Third Is Good Enough for Huntsman
Jon Huntsman said a third place finish in New Hampshire is good enough to give him a "ticket to ride" to the next primary in South Carolina. That's an interesting position for Huntsman, who many consider to be the most liberal candidate in the Republican bunch.
Huntsman poured basically his entire campaign effort into New Hampshire and only got to third. Why go forward? The short-term answer is that despite his third-place finish, Huntsman, the former governor of Utah who most recently was President Obama's ambassador to China, is riding out the end of a wave that lifted him up from the very bottom of the polls.
The real answer might be more ambitious: Huntsman, 51, might be thinking that he has a shot at winning the White House in four or eight years. South Carolina's primary will be followed closely by the contest in Florida, where Huntsman has a chance to do well - in 2016 or 2020.
As Mitt Romney will tell you, running for president can take years. In 2008, Romney bowed out of the primary to back John McCain - not exactly his best friend - to be at his disposal while he built relationships with key leaders in early primary states. Huntsman, who was the governor of Utah for four years, can find himself in the same situation as Romney was, provided that he is diplomatic (shouldn't be hard for a former ambassador) and exit the race as soon as Romney becomes the inevitable nominee.
"His name is going to come up next time, undoubtedly," said Quin Monson, a political science professor at Brigham Young University. "I think the key for Huntsman is to go out with dignity, and that might mean competing a couple more times … to not say or do anything at this point that alienates the people that are left."

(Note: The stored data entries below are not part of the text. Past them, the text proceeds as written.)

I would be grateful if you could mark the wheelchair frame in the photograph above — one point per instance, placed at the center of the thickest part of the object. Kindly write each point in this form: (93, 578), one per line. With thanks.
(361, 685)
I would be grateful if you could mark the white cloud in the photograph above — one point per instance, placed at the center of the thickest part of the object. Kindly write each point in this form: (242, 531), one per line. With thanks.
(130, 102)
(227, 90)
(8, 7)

Huntsman was the only candidate in the Republican field not to be swept to the forefront by Republican voters who couldn't make up their mind about choosing a conservative alternative to Romney - because Huntsman didn't run as a conservative, but rather as a moderate alternative. But he never made a gaffe or a statement that brought about disastrous press, and he didn't draw the ire of the other half-dozen candidates.
There simply wasn't room in the Republican field for another Mitt Romney - a rich, moderate, establishment Mormon with gray temples and ties to Democrats.

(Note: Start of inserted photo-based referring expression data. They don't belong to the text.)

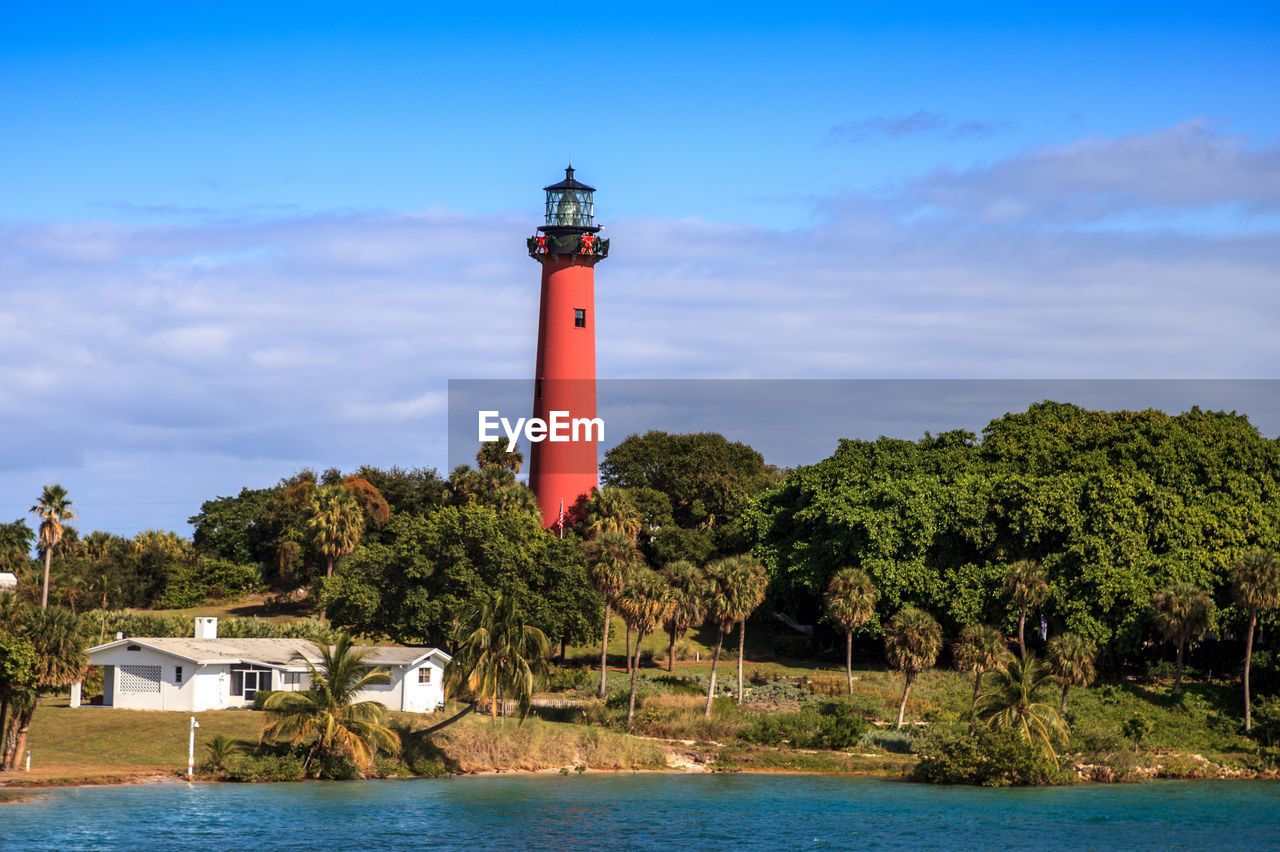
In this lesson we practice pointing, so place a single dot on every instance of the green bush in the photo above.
(191, 583)
(990, 759)
(827, 724)
(1266, 720)
(899, 742)
(265, 768)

"He just picked the wrong time to jump in," said Matt Bennett, the communications director for Wesley Clark's 2004 campaign who now works for Third Way, a group that promotes centrist compromise. "You can't say he made any glaring mistakes because he never had enough oxygen to cause a fire."
In a speech to supporters Tuesday night, which carried the air of a victory speech, Huntsman proclaimed that he's "in the hunt" and that "third place is a ticket to ride." He also said in a TV interview that his campaign is in a "strong, comfortable, confident position."
Huntsman won only 17 percent of the vote in New Hampshire, significantly trailing Romney and Ron Paul. He wasn't the Rick Santorum of the Granite State - in other words, despite putting his focus solely on the one state, meeting people one at a time, he's unlikely to earn a place in Wednesday morning's headlines.
"It's just unfortunate that he's at the point now where he can't beat expectations," Monson said.